Wenn Neid Karrieren zerstört

Konkurrenz unter Managern / Januar 1997, "Bilanz"

Symbolbild zum Thema Karriere

Unter Managern ist Neid ein unappetitliches Thema und deshalb tabu - was nicht heisst, dass es ihn nicht gibt.

Roland Rasi, der 51jährige promovierte Jurist, kann auf eine Bilderbuchkarriere zurückblicken. Mit knapp vierzig Jahren bekleidete er bereits den Posten eines SKA-Generaldirektors. Drei Jahre später präsidierte er die Bank Leu; 1993 wechselte er in die Konzernleitung des Schweizerischen Bankvereins.

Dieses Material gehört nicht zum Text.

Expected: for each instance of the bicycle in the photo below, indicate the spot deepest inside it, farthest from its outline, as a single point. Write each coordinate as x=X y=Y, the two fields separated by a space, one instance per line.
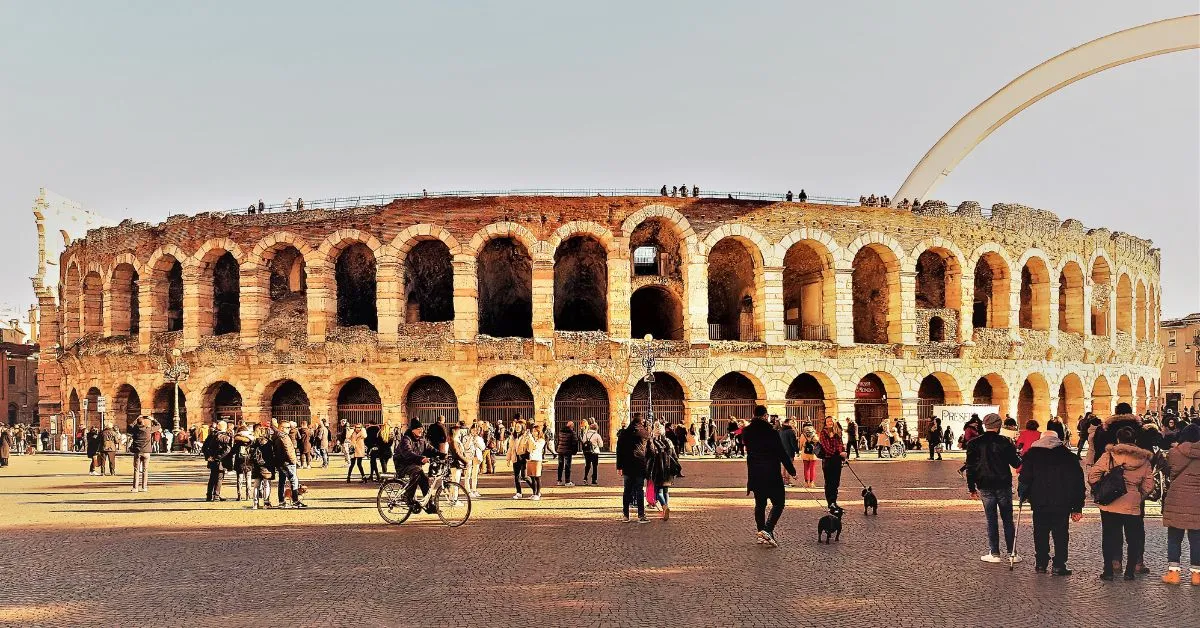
x=450 y=500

Dabei war Rasi stets mehr als "nur" ein Bankdirektor. Er engagierte sich bei der Frauenförderungs-Initiative "Taten statt Worte" und sponserte mit der Bank Leu das finanziell bedrängte Zürcher Schauspielhaus, "was seinerzeit", so Rasi, "etlichen Leuten quer in den Hals geriet." Gemischte Gefühle löste er auch aus, als er sich für die TV-Unterhaltungssendung "Wetten, dass..." öffentlich als Punk verkleidete. Geradezu verwegen fanden es dann viele, als er es wagte, den grossen Rainer E. Gut, Chef der CS Holding, in einem "Weltwoche"-Interview als "Spinner" zu bezeichnen.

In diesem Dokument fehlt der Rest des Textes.